El congreso fue para un servidor una de las mejores películas del año 2013. Y la escena en la que Robin Wright en la primera parte de la película se somete al escáner, una de las más bellas que se han podido ver en una pantalla en los últimos años. En ella comparten escenario y protagonismo la actriz (Robin Wright) y su agente (Harvey Keitel) en el momento que se siente abrumada e incapaz de hacer frente al experimento que la despojará de su vida dedicada a la interpretación para siempre. Entonces Keitel empieza a contarle una historia con el ánimo de distraer y relajar su atención, para que el experimento pueda continuar, y es la historia de cómo decidió hacerse agente.

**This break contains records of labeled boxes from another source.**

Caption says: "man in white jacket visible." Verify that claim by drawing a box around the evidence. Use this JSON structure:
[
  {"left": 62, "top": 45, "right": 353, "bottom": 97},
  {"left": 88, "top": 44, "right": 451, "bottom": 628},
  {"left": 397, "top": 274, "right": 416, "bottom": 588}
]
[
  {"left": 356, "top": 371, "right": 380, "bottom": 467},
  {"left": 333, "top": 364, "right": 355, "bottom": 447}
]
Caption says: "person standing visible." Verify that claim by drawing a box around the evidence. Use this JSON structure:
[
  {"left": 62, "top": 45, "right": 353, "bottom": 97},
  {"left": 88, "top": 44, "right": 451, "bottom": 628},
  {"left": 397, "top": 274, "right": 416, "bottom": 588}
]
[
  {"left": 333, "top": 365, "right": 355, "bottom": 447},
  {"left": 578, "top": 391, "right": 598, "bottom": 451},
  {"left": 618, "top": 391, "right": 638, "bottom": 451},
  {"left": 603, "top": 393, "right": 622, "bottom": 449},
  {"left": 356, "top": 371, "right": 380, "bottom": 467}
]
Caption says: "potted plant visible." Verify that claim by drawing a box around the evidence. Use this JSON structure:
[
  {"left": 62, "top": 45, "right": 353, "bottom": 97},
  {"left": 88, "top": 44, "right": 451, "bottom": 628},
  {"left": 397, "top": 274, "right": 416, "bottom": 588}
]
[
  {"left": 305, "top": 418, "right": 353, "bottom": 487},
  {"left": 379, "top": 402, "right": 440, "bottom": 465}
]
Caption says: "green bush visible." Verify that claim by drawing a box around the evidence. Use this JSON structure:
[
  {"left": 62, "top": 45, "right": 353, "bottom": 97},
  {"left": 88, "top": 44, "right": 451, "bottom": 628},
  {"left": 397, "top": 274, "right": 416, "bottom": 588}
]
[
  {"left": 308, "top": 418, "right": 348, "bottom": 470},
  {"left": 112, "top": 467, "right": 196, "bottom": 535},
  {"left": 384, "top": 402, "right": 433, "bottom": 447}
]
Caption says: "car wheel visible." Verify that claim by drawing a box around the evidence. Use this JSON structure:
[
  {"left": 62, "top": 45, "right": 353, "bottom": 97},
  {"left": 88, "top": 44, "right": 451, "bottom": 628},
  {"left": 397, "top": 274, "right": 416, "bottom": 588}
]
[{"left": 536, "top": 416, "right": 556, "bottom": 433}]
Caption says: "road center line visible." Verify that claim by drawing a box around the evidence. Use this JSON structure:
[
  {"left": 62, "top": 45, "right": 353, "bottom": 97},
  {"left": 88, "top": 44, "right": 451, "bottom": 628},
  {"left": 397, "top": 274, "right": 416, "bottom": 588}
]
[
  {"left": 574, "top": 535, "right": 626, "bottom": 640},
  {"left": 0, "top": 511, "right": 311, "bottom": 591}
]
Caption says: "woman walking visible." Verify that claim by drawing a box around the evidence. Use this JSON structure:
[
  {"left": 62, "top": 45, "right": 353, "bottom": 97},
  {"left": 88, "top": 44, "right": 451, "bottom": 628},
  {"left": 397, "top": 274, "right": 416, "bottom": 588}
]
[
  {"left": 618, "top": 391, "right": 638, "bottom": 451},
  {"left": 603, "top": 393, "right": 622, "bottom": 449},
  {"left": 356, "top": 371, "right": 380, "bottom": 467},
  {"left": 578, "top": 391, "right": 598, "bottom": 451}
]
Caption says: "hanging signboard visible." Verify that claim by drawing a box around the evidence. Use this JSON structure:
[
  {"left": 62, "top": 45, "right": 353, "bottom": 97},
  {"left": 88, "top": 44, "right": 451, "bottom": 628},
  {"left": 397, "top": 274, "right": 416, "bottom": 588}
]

Es así como comienza a capturar la atención de la actriz y ella a reír con más y más fuerza, mientras le sigue contando cómo la conoció, qué clase de actriz era, qué clase de madre y persona es y cuánto la quiere. Es en ese momento que entra la música, la excelente composición de Max Richter y ésta se fusiona con la luz y los flashes del scanner que empiezan a funcionar a toda velocidad capturando las emociones de la actriz, del agente y del mismo espectador que en ese momento ya forma parte de la película. No hay escapatoria.

Es, además, la escena que cierra la primera parte de la película y abre la segunda hecha de animación, elevando la cinta a otro estatus y abriendo todo un mundo de posibilidades en ella.